Under this “originalist” perspective, advocates for restricting birthright citizenship hope that the Supreme Court may agree with a potential Trump administration executive order that only residents who already have citizenship or legal permanent residency are fully “subject to the jurisdiction of the United States” and therefore their domestically born children deserve citizenship.
Sen. Tim Kaine (D-Va.) is one of a growing number of Democrats who fear that birthright citizenship could be threatened once Trump takes office, given the Supreme Court’s conservative bent.
“He keeps coming back to it. What was notable to me about [the] interview over the weekend is — it wasn’t that he said what he said, because he’s said it before — it’s that he said it unprompted,” Kaine said of Trump’s call for ending birthright citizenship during last week’s interview with NBC, one of his first sit-down interviews since being elected to a second term.
“He really got asked a question about mass deportation and building the wall but then he put the birthright citizenship in the middle of the answer,” Kaine said.
“I think it would be foolish for us not to take it as a serious threat,” he said.
Lawmakers say Trump would likely try to curtail birthright citizenship through executive action since he would have virtually no chance of building enough support to amend the Constitution over the next four years.
Passing a constitutional amendment requires mustering two-thirds support in each chamber of Congress and securing ratification across three-quarters of the states.
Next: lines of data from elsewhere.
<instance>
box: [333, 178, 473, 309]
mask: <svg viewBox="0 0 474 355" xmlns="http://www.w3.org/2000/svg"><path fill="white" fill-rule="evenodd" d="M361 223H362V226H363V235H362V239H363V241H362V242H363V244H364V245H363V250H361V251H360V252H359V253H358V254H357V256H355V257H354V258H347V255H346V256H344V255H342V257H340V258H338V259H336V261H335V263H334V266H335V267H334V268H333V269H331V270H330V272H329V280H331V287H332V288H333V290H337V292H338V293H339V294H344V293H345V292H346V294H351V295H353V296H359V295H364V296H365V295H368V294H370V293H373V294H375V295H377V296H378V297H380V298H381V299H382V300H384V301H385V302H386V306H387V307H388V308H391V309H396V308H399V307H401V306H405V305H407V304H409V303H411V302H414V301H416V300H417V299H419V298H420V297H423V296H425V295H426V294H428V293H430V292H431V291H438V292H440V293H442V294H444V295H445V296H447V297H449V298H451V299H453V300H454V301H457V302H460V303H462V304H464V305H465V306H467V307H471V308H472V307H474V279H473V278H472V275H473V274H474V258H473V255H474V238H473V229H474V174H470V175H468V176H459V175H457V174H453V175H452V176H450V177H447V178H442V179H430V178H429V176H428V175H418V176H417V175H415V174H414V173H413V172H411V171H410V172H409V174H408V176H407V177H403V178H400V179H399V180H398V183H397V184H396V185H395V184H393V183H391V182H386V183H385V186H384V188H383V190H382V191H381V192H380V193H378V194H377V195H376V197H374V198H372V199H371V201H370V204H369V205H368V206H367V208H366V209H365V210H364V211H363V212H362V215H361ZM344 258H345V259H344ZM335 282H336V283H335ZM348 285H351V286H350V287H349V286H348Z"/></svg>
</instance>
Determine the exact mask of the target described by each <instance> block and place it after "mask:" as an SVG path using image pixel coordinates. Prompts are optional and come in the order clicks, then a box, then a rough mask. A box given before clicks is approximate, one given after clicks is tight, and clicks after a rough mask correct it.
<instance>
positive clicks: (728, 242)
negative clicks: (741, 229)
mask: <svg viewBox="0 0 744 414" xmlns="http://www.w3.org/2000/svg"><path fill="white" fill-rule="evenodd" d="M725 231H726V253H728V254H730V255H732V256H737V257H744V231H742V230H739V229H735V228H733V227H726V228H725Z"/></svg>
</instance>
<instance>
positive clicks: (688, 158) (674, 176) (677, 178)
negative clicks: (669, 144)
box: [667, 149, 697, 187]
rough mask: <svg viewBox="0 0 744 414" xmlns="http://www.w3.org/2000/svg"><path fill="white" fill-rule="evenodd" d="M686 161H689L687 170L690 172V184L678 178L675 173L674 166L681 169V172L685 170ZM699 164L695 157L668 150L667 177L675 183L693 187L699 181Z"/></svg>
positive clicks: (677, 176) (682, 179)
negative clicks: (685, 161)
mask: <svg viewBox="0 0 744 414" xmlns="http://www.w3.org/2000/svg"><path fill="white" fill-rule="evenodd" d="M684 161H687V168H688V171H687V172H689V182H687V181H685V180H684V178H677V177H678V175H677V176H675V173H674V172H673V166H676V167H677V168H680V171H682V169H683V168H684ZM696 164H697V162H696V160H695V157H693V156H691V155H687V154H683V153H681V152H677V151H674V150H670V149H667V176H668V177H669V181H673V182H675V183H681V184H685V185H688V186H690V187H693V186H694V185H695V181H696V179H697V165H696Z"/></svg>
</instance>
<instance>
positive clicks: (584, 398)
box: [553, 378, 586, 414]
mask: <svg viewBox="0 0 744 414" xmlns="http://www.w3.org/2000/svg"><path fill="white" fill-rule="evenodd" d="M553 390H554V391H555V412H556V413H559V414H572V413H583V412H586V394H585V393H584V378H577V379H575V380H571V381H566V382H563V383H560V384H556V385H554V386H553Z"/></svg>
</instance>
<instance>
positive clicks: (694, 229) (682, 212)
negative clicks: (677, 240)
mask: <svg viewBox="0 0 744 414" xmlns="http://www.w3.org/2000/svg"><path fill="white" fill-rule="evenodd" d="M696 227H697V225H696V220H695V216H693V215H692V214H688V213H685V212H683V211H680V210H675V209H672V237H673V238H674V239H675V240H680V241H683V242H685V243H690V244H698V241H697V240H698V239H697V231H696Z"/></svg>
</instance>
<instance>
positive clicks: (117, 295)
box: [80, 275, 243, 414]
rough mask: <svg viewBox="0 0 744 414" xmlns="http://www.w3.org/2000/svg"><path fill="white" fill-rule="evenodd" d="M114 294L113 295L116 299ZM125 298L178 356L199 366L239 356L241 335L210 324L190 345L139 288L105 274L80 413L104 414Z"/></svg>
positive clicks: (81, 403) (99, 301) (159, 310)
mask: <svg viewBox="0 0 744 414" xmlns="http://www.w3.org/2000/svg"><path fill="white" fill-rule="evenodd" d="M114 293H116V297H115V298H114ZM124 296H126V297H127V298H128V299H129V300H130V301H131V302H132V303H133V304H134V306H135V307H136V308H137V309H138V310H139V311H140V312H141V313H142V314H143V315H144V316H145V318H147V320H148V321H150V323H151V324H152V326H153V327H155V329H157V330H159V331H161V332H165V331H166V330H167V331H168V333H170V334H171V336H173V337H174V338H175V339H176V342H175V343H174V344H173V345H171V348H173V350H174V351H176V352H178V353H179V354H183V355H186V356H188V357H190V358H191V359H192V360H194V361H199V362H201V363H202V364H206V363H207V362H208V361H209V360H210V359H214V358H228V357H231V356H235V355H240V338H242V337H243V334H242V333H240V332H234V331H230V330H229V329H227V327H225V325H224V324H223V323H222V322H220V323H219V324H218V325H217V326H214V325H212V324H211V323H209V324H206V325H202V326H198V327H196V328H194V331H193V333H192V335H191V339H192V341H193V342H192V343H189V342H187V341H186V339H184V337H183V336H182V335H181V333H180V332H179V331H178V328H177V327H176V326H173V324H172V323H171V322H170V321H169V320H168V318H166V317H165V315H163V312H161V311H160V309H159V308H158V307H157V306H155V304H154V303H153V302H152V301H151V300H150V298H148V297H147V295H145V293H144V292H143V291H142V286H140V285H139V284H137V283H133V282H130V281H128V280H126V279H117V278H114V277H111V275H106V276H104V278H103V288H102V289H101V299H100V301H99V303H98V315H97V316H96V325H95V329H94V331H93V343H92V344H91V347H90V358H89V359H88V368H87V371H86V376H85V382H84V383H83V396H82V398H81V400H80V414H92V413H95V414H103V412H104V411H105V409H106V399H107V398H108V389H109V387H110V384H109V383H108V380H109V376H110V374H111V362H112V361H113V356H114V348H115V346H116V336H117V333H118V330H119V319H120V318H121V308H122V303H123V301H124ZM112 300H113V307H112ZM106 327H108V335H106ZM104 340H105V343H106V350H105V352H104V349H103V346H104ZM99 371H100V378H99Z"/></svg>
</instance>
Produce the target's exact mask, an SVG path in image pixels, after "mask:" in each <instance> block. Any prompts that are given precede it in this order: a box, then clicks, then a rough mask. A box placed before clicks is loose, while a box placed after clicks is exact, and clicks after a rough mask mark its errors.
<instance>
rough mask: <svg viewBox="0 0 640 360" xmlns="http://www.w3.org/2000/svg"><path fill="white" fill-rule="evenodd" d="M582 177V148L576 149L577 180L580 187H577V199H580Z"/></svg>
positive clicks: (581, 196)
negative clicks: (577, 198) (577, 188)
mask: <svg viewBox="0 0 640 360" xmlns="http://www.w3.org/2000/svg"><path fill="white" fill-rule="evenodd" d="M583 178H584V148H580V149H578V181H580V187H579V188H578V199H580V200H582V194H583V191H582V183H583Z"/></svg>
Democrats would staunchly oppose any effort to limit birthright citizenship, lawmakers in both parties say.
Kaine, a former federal appellate litigator, however, argued that the legal theory behind reinterpreting the “subject to the jurisdiction of” clause of the 14th Amendment is weak.
He said such a novel interpretation of the law would undermine how criminal laws apply to unauthorized immigrants and other visitors across the country.
“Then every person who gets arrested is like, ‘I can’t be convicted of a crime, I’m not subject to the jurisdiction of the United States,’” he said.
Kaine argued that the concept of not being subject to the jurisdiction of the United States has only applied to Native Americans with recognized sovereignty and foreign diplomats with internationally recognized legal immunity.
“If the framers of the 14th Amendment had said ‘any person born in the United States whose parents were subject to the jurisdiction of the United States’ then you might have an argument on undocumenteds, but they didn’t do it that way,” Kaine said.
But Republican lawmakers argue that something needs to be done after an estimated 2.4 million migrants entered the country each year of Biden’s four-year term — representing the biggest immigration surge in the nation’s history.
Sen. Mike Rounds (R-S.D.) said Trump is “more than welcome” to address birthright citizenship.
“It has worked in the past but I also know that it’s caused real problems here because it’s incentivized people to come in to have a child, simply to have a way in for their children. But it creates real problems for our system,” he said.
The Pew Research Center reported in July that at least 1.3 million of U.S.-born adults are children of unauthorized immigrants.